De origem popular, o tutu resulta, basicamente, de uma bem dosada união entre a
branquíssima farinha de mandioca, de um lado, e o caldo e os caroços de feijão preto amassados,
de outro.
A palavra tutu vem do quimbundo quitutu, que significa “papão”. Papão refere-se a algo
sobrenatural, que não existe no mundo real, algo fora da realidade, fora do comum. Daí o prato
chamar-se tutu, pois de tão bom, nem parece coisa desse mundo.
O tutu é o típico prato do dia seguinte, feito com as sobras do feijão da véspera, que como
todos sabem é de sabor inigualável.
É altamente recomendável tomar uma cachacinha antes de saborear o tutu: um cálice só,
numa só talagada. Ê, trem bão, sô!

Bobó de camarão

Os índios apreciavam tanto os camarões que a tribo mais poderosa do Nordeste colonial era
conhecida dos portugueses como potiguares, ou “comedores de camarão” (em tupi, o camarão
chama-se poti).
Alguns índios se identificavam de tal forma com o camarão que chegavam a adotá-lo como
nome próprio. Daí a grande quantidade de índios chamados Poti.

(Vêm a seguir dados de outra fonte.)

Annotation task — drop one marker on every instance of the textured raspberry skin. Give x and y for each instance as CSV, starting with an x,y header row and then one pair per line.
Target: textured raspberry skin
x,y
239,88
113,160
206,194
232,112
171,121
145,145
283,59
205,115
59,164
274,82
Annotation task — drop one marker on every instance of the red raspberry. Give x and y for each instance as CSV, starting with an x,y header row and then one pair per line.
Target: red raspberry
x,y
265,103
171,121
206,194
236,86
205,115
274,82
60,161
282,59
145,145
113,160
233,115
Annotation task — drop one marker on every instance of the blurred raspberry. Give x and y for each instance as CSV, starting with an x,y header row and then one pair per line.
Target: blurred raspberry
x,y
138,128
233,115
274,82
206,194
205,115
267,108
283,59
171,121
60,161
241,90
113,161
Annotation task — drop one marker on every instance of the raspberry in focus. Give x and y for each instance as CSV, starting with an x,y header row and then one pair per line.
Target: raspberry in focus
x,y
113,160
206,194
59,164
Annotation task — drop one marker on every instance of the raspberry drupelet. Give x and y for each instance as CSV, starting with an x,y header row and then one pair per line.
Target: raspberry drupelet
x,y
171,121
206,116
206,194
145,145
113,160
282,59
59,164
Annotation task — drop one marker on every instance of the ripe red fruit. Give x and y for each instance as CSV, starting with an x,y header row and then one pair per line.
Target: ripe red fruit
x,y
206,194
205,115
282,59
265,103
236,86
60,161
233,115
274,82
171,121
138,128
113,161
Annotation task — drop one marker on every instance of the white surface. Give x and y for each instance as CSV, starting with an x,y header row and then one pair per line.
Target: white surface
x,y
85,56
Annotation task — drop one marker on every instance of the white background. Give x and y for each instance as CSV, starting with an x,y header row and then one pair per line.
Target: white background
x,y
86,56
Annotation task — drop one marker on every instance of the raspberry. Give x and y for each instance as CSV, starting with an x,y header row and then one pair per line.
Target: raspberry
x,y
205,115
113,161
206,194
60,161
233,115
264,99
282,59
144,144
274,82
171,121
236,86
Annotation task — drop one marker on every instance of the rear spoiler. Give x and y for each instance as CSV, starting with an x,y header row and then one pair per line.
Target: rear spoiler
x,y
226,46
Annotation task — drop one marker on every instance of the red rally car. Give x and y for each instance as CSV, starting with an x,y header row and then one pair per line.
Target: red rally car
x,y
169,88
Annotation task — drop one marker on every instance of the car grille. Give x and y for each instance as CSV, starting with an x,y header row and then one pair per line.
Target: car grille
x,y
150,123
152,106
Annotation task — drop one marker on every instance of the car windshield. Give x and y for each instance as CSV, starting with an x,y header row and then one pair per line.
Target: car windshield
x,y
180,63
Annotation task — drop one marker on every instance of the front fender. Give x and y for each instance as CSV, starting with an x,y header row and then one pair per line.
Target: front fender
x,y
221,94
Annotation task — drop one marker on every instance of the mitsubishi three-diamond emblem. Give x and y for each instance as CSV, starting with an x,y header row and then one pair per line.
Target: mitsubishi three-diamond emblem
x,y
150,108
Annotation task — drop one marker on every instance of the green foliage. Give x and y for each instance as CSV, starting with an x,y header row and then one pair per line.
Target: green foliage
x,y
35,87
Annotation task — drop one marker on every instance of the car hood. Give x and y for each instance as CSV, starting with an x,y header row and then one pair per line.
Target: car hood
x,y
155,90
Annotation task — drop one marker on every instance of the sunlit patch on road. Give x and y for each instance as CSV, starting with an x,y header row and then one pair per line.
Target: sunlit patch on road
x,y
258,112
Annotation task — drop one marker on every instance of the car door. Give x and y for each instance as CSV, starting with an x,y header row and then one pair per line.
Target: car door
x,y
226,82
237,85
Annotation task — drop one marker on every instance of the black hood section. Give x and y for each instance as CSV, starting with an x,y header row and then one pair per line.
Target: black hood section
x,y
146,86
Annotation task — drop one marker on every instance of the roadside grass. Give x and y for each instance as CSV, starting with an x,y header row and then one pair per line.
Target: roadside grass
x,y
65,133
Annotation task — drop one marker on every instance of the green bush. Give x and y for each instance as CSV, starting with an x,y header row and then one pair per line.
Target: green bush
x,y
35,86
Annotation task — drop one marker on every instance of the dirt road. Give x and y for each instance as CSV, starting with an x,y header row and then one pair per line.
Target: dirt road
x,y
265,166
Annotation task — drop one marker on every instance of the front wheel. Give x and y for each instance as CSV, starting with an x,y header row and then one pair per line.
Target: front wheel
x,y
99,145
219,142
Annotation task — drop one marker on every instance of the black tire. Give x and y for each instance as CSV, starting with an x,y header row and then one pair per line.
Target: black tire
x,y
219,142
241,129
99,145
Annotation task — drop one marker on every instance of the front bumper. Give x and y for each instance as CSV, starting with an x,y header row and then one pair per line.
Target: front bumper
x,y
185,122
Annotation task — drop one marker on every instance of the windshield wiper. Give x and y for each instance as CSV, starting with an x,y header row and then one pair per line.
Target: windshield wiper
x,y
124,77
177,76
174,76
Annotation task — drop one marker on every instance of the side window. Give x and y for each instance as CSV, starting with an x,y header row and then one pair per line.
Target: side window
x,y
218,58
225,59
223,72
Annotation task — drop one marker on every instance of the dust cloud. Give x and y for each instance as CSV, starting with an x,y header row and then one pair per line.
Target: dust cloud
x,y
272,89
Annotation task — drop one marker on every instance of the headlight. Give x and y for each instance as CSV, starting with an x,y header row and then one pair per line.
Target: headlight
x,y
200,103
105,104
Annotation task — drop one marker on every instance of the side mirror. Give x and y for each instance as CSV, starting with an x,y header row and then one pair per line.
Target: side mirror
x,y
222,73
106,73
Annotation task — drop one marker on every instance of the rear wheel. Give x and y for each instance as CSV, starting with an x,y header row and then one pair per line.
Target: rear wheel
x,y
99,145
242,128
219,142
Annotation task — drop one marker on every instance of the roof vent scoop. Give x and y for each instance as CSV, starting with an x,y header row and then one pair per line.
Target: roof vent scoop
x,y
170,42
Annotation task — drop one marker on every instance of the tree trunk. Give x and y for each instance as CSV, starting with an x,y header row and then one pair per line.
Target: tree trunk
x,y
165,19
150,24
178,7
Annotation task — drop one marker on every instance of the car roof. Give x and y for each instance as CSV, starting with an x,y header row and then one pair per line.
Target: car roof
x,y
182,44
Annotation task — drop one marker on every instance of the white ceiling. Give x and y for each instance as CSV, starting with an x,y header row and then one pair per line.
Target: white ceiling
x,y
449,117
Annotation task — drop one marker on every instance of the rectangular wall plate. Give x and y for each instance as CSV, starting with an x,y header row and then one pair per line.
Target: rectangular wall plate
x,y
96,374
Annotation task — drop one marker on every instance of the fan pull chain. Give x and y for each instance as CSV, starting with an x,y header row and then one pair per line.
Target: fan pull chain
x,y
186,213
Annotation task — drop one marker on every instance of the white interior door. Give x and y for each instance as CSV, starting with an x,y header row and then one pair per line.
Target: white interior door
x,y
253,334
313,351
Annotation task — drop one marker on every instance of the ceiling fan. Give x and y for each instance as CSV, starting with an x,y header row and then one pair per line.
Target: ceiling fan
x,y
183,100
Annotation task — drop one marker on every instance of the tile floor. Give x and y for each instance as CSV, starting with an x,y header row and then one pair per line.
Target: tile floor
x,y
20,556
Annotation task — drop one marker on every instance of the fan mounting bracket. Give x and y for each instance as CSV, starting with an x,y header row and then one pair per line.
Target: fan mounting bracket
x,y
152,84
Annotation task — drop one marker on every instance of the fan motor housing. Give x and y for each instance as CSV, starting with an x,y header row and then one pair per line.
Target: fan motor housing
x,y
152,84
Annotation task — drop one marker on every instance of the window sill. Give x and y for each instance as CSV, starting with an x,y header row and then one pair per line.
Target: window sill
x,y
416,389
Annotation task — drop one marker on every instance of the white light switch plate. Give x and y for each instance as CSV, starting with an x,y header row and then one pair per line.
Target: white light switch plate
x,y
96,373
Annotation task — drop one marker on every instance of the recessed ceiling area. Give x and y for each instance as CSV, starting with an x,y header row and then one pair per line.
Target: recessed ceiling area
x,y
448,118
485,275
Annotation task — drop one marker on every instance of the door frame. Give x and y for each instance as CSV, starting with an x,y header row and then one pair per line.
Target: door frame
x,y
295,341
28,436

O bobó, além do camarão, leva também inhame. O inhame é de origem africana.
A motivação religiosa de pratos baianos – e o bobó é um deles – faz com que alguns pratos
sejam como peças de um mosaico ritualístico, visando a aproximar o homem das entidades
sobrenaturais. Assim, o candomblé e a culinária deram-se as mãos em louvor aos orixás.